Uitspraak
RECHTBANK ZEELAND-WEST-BRABANT
[belastingplichtige],
Rechtbank Zeeland-West-Brabant
Op 3 juni 2022 heeft de Rechtbank Zeeland-West-Brabant uitspraak gedaan in een belastingrechtelijke zaak waarbij de gemachtigde van de belastingplichtige een beroepschrift had ingediend tegen een uitspraak op bezwaar. De zaak betreft de Wet waardering onroerende zaken en de erven van de belastingplichtige. De rechtbank heeft de gemachtigde verzocht om een verklaring van erfrecht over te leggen, zodat kon worden vastgesteld wie gerechtigd is om beroep in te stellen. Ondanks herhaalde verzoeken om deze verklaring, is deze niet overgelegd.
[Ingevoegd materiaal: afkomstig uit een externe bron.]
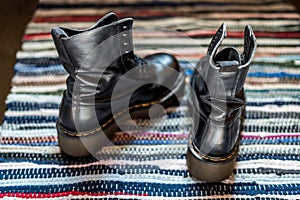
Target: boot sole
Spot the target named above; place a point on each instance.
(209, 171)
(74, 144)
De rechtbank heeft vastgesteld dat met de overgelegde documenten niet kan worden aangetoond dat de gemachtigde namens alle erfgenamen optreedt. Hierdoor heeft de rechtbank besloten het beroep kennelijk niet-ontvankelijk te verklaren op basis van artikel 6:6 van de Algemene wet bestuursrecht (Awb). Er is geen proceskostenveroordeling uitgesproken. De uitspraak is openbaar gemaakt en partijen zijn op de hoogte gesteld van de mogelijkheid om binnen zes weken verzet aan te tekenen tegen deze uitspraak.